LAWRENCEVILLE, Ga. — A Gwinnett County jury has convicted a stepfather of murder – with evidence suggesting he crushed a 2-year-old’s chest with his bare hands.

Rescue crews arrived at the home on Jan. 25, 2014 to find the victim’s 11-year-old sister performing CPR on him desperately trying to save his life. Sadly, he was pronounced dead at Gwinnett Medical Center. Interviews and a further investigation soon uncovered unsettling details with help from the same little girl.

The victim was one of six children living in the two-bedroom apartment – ranging in age from eight months old to 11-years old.  

Police later found that Bertrand Hounkpatin was in charge of caring for the children. And with help from the eldest child, they started looking into his role in the toddler’s death.

Bertrand Hounkpatin
Bertrand Hounkpatin
Gwinnett County Sheriff's Office

A cryptic note

Before the victim was taken to the hospital, prosecutors said that officers attempted to get information from the sister.
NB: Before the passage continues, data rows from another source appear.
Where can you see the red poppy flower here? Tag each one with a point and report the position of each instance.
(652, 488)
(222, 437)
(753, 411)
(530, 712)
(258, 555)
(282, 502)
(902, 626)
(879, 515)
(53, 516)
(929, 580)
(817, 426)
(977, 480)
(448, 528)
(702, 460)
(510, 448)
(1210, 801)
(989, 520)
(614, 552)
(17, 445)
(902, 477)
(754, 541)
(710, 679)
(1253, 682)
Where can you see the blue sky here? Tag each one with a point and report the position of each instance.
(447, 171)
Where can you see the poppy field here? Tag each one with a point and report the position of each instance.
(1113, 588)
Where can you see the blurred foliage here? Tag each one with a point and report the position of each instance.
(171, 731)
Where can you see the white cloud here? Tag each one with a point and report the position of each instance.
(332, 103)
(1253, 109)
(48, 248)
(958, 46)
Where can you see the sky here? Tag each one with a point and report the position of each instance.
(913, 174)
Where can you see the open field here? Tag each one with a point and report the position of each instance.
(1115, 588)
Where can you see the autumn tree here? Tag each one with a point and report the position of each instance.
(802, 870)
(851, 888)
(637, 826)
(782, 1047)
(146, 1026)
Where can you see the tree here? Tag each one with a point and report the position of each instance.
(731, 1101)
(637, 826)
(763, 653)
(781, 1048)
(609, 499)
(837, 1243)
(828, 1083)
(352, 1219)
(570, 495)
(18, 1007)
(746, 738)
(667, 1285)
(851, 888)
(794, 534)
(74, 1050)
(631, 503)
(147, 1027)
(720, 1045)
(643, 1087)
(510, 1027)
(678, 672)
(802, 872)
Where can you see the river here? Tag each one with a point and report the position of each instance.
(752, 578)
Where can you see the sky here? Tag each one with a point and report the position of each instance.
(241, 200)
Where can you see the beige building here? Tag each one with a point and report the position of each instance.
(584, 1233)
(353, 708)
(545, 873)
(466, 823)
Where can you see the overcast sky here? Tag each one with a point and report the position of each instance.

But that’s when Hounkpatin allegedly interjected and told the officer not to listen to her because she made things up.

The child, however, again tried to get the attention of officers as the stepfather’s back was turned in the living room. Police said she signaled with her eyes and handed the officer what prosecutors described as a “cryptic note” indicating that Hounkpatin had done something.

Police then interviewed the eldest of the three children who were 11, 9 and 7 years old.  They said that earlier in the day, they finished breakfast and went back to their room when their stepfather took the victim and his 3-year-old brother to his bedroom.

'Crying and then silence'

“They then heard hitting noises coming from the bedroom, crying and then silence,” the Gwinnett District Attorney’s Office said in a statement. “The defendant then came back into the children’s bedroom carrying the victim who appeared to be asleep.”

The statement said Hounkpatin put the child in bed.  About 10 to 15 minutes later, the 11-year-old sister came in and couldn’t wake him up.

All three of the children told investigators that their stepfather was physically abusive – especially to the victim and the 3-year-old.

“This victim’s 11-year-old sister said that one time, she saw the defendant squeeze her three-year-old brother around the chest to the point that his voice was hoarse,” the DA’s office said. “The defendant did this because the child was sucking his thumb.”

In another alleged moment of violence,t he 11-year-old sister jump between the victim and her step-father as he attempted to strike the child.

“She said that she was often worried about going to school because her brothers were home alone with the defendant,” the DA’s office said.

Medical expert under scrutiny

An autopsy by the Gwinnett County Medical Examiner, Dr. Carol Terry, later found rib fractures in a pattern that was “consistent with the victim being squeezed around the chest” along with older healing fractures.  The cause of death was ruled asphyxiation due to compression of the chest cutting off oxygen to the brain, the DA’s office said.

Defense attorneys brought in the former chief medical examiner with the Georgia Bureau of Investigation, Dr. Kris Sperry, to speak in Hounkpatin’s defense – claiming the fractures were from attempted CPR and that the child died from an “undiagnosed seizure disorder.”

But the DA’s office said Sperry later admitted that he never looked at the medical findings before being contacted by their office – claiming that Dr. Terry explained them to him over the phone.

Prosecutors said he made his determination despite not having “reviewed most of the victim’s medical records, watched any witness interviews and, most importantly, … not examining the slides of the brain and ribs that Dr. Terry had prepared for microscopic examination.”

Furthermore, Dr. Terry said he mischaracterized her findings adding that “she would never give an opinion in a case as complex as this without looking at the microscopic evidence herself.”

Dismissed testimony

The jury, after reaching their verdict, later threw out Sperry’s testimony claiming it wasn’t credible. The DA’s office further pointed out that Sperry had retired from the GBI in 2015 after a media investigation was released concerning days he claimed to have been working for the state but was allegedly working for private clients in his consulting business instead.

He was asked by prosecutors about this during the recent Rosenbaum murder trial as well and admitted to "making mistakes" when it came to filling out timesheets. He also said he repaid the hours with his vacation time and retired early.

Hounkpatin is scheduled for sentencing on Aug. 22 at 2:30 p.m. However, the DA’s office said he faces a mandatory sentence of life in prison.  The sentencing will determine whether he is eligible for parole.